In this third regulation it was pointed out that the new development  of sentencing the total or partial coverage of the deficit occurred inasmuch as the conduct determining the negligent classification of the insolvency proceedings had generated or aggravated the insolvency.

Given that the latter regulation does not establish the legal concept of “deficit” in order to define it, the Court considered:

(i) that the cause of the liability was the generation or aggravation of the insolvency situation; and

(ii) that the position in which the debtor was to cause it to not be able to meet its enforceable obligations on a regular basis should be taken into account, and not the situation of insufficient assets (when assets are less than liabilities).

Since Judgment number 772/2014 of 12th January 2015, up until Judgment number 279/2019 of 22ndMay, the Chamber has declared that, in accordance with its regulation, the nature of this liability is compensatory, thus the director, liquidator or legal representative of the legal entity (and, under certain circumstances, the partners also)  may be made responsible for the total or partial cover of the insolvency deficit, insofar as the conduct which has determined the negligent classification has generated or aggravatedthe insolvency. In other words, the legal grounds for this liability lie in the contribution to the generation or aggravation of the insolvency.

The high Court has understood that the deficit is the result of the insolvency, which explains why not all of the conducts typified by the legislator as being susceptible of warranting a negligent classification in the insolvency proceedings and a sentence condemning the coverage of the deficit are prior to the declaration of insolvency proceedings, such as, for example, the non-fulfilment of the agreement through the fault of the insolvent party, the lack of collaboration or asset stripping, (which are subsequent).

In the case under consideration, the Court stated that, although at the time of the declaration of insolvency, the accounting assets were greater than the liabilities (according to the insolvency administration’s report), among these assets was the credit that the insolvent company held against its parent company, for unjustified withdrawals of money amounting to a total of Euro 13,483,578.08 which caused the situation of insolvency and the insolvency proceedings, so that the failure to repay this sum led to the existence of a liability that could not be met by realising all of the assets.
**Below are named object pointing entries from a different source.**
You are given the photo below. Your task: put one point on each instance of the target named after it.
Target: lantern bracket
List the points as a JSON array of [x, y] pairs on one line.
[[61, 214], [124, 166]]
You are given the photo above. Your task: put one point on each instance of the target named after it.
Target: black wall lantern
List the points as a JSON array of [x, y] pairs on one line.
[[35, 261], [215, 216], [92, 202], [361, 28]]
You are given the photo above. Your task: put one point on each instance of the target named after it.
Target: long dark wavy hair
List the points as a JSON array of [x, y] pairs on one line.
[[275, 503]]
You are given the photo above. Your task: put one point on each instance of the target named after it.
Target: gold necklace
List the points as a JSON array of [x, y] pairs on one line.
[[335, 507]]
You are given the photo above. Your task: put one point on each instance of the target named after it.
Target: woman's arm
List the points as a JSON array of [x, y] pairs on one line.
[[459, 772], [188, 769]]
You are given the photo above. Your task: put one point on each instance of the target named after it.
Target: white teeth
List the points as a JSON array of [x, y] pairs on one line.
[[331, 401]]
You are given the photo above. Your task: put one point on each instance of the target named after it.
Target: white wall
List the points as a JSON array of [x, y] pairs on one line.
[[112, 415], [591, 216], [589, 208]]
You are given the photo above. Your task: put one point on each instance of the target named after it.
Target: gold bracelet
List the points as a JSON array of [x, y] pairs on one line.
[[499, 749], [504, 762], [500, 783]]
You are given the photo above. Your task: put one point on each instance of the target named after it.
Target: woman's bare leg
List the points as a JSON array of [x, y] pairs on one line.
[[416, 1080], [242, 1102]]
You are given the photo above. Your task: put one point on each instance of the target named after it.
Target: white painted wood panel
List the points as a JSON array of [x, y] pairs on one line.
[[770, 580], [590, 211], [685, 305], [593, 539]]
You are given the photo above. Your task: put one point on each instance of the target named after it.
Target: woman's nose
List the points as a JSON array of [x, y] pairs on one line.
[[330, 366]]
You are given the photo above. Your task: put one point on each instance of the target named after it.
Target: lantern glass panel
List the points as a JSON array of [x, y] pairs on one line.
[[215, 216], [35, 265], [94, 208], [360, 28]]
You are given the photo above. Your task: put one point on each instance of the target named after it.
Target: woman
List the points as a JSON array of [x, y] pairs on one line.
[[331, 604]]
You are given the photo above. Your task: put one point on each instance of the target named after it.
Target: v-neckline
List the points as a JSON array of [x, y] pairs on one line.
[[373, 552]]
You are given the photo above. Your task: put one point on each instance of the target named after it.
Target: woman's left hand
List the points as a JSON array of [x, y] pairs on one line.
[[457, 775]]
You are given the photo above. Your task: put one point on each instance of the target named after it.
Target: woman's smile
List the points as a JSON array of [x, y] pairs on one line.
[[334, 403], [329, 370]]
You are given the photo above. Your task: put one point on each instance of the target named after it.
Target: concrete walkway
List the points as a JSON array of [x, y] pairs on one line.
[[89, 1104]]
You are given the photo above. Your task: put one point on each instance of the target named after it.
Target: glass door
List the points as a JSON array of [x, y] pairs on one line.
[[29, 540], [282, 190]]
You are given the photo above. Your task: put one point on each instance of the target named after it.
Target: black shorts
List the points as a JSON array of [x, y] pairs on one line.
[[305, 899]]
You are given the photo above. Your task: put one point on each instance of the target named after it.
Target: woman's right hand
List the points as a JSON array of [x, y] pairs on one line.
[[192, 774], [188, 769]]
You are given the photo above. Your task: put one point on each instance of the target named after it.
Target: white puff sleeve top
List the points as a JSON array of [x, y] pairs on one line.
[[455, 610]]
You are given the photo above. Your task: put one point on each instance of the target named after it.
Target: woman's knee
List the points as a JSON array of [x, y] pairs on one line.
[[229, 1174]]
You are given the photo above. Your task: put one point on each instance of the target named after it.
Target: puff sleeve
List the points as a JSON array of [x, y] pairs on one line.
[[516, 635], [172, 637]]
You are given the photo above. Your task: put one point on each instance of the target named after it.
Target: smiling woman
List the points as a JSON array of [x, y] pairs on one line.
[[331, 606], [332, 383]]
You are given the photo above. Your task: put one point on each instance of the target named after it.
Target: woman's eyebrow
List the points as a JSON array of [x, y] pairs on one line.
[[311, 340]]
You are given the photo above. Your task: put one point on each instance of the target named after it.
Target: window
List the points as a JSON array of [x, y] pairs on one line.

It therefore considered it logical that the directors responsible for wilful or negligent misconduct (with gross negligence) that generated the insolvency, should be liable for the deficit (understood as liabilities against the insolvency estate and  insolvency liabilities) that could not be satisfied with the realisable assets.

It should be noted that we currently have a legal regulation of the concept of “deficit“. The second paragraph of article 456 (“Sentence to cover the deficit“) of Royal Legislative Decree 1/2020, of 5th May, approving the Consolidated Text of the Insolvency Act, establishes that this exists when the value of the assets and rights of the overall assets, according to the inventory of the insolvency administration, is less than the sum of the amounts of the credits recognised in the list of creditors.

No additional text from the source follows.